I've spent the last twelve years working on one question: what does it mean for a firm to win when the architecture of an industry changes? It is a less obvious question than it sounds. Most strategy work assumes the structure is given and asks how to play it well. The question I find myself drawn to is the inverse - how do you read the structure itself, and what happens when it moves?
In a 2013 WIRED op-ed, I first wrote about a structural shift that hadn't yet been named. Every company I worked with still thought of itself as a pipeline: build a product, push it to a customer, capture the margin in between. What Geoffrey Parker, Marshall Van Alstyne, and I built into Platform Revolution was the argument that the firms winning the next decade wouldn't have the best pipelines - they would design the markets other firms operated inside. The decade that followed saw industry after industry restructured around platform economics.
That discipline became a way of working. For most of the last decade I've advised CEOs, chairpersons, and boards on how the architecture of their industries was changing under them. The pattern repeats: an industry reorganises, value migrates somewhere new, and the firms that double down on what they used to do best are the ones that get stuck. What matters is that a leadership team stop optimising the old map and start making sense of a new terrain.

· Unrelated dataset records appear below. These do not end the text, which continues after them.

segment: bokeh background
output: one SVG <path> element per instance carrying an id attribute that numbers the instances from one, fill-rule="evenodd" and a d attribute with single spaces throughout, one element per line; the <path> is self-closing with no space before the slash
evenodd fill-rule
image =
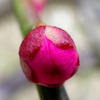
<path id="1" fill-rule="evenodd" d="M 100 100 L 100 1 L 48 0 L 40 19 L 66 30 L 76 43 L 81 65 L 64 84 L 70 100 Z M 21 41 L 12 1 L 0 0 L 0 100 L 39 100 L 19 64 Z"/>

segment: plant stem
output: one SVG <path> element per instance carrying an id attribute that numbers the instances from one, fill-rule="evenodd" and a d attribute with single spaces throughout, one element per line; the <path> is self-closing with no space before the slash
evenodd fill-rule
<path id="1" fill-rule="evenodd" d="M 37 85 L 37 89 L 41 100 L 69 100 L 63 85 L 57 88 Z"/>

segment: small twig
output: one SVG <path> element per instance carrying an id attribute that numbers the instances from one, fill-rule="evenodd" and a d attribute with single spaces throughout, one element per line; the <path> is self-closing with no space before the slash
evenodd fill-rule
<path id="1" fill-rule="evenodd" d="M 69 100 L 64 86 L 57 88 L 49 88 L 41 85 L 37 85 L 40 100 Z"/>

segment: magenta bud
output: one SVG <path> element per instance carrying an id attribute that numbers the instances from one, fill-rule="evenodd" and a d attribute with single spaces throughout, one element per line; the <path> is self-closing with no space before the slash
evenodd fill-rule
<path id="1" fill-rule="evenodd" d="M 48 87 L 58 87 L 72 77 L 79 56 L 70 35 L 57 27 L 38 26 L 22 41 L 20 63 L 27 79 Z"/>

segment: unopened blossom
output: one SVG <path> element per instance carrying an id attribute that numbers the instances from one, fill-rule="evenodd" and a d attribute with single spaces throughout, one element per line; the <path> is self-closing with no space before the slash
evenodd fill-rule
<path id="1" fill-rule="evenodd" d="M 79 66 L 79 56 L 70 35 L 54 26 L 39 25 L 22 41 L 20 63 L 33 83 L 58 87 L 72 77 Z"/>
<path id="2" fill-rule="evenodd" d="M 30 0 L 33 6 L 33 9 L 37 12 L 37 13 L 41 13 L 46 4 L 47 4 L 47 0 Z"/>

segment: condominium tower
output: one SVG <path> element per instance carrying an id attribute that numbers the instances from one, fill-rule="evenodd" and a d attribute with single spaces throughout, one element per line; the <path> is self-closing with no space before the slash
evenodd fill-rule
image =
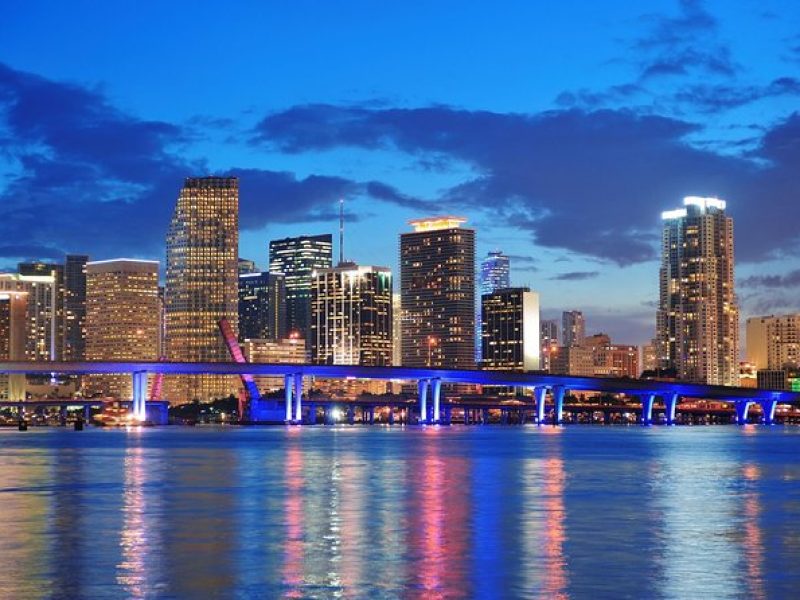
<path id="1" fill-rule="evenodd" d="M 683 205 L 662 213 L 659 366 L 686 381 L 736 385 L 733 220 L 724 200 L 689 196 Z"/>
<path id="2" fill-rule="evenodd" d="M 475 367 L 475 231 L 465 221 L 417 219 L 400 235 L 403 366 Z"/>
<path id="3" fill-rule="evenodd" d="M 238 253 L 238 179 L 186 179 L 167 234 L 167 360 L 230 360 L 218 323 L 225 318 L 238 332 Z M 172 402 L 207 401 L 239 388 L 236 378 L 217 375 L 173 376 L 164 383 Z"/>

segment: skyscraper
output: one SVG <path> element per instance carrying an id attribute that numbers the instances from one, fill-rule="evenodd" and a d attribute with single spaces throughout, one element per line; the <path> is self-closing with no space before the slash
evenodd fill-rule
<path id="1" fill-rule="evenodd" d="M 586 337 L 586 321 L 579 310 L 564 311 L 561 314 L 562 346 L 580 346 Z"/>
<path id="2" fill-rule="evenodd" d="M 280 273 L 239 275 L 239 340 L 286 337 L 286 286 Z"/>
<path id="3" fill-rule="evenodd" d="M 483 362 L 489 370 L 538 371 L 539 294 L 527 287 L 481 296 Z"/>
<path id="4" fill-rule="evenodd" d="M 238 179 L 187 178 L 167 234 L 168 360 L 230 360 L 218 322 L 225 318 L 238 332 L 238 253 Z M 172 402 L 225 397 L 238 387 L 236 378 L 216 375 L 164 381 L 165 398 Z"/>
<path id="5" fill-rule="evenodd" d="M 304 235 L 269 243 L 269 272 L 282 273 L 286 280 L 286 329 L 307 341 L 311 325 L 313 274 L 333 265 L 330 234 Z"/>
<path id="6" fill-rule="evenodd" d="M 734 294 L 733 220 L 725 201 L 689 196 L 662 213 L 656 317 L 659 362 L 680 379 L 738 382 L 739 309 Z"/>
<path id="7" fill-rule="evenodd" d="M 86 352 L 86 263 L 68 254 L 64 264 L 64 360 L 81 361 Z"/>
<path id="8" fill-rule="evenodd" d="M 392 273 L 340 263 L 317 271 L 311 289 L 311 360 L 317 364 L 392 364 Z"/>
<path id="9" fill-rule="evenodd" d="M 475 367 L 475 231 L 461 217 L 400 235 L 403 366 Z"/>
<path id="10" fill-rule="evenodd" d="M 86 358 L 158 360 L 158 262 L 120 258 L 86 264 Z M 88 395 L 130 399 L 130 375 L 87 375 Z"/>

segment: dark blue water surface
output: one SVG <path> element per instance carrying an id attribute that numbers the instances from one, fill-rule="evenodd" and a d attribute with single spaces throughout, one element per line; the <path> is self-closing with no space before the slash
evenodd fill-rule
<path id="1" fill-rule="evenodd" d="M 800 597 L 800 428 L 0 431 L 4 598 Z"/>

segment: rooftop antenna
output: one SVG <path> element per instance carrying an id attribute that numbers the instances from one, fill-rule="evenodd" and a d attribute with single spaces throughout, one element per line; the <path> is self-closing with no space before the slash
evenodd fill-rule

Which brings me to what I'm working on now. AI's real power is not automation. It's coordination. When the cost of coordinating across teams, suppliers, and regulators drops to near zero, entire industries get restructured. Not automated. Restructured. The shipping container didn't just speed up ports - it reorganised global manufacturing. AI is doing the same thing to the knowledge economy. Reshuffle is the long-form version of that argument.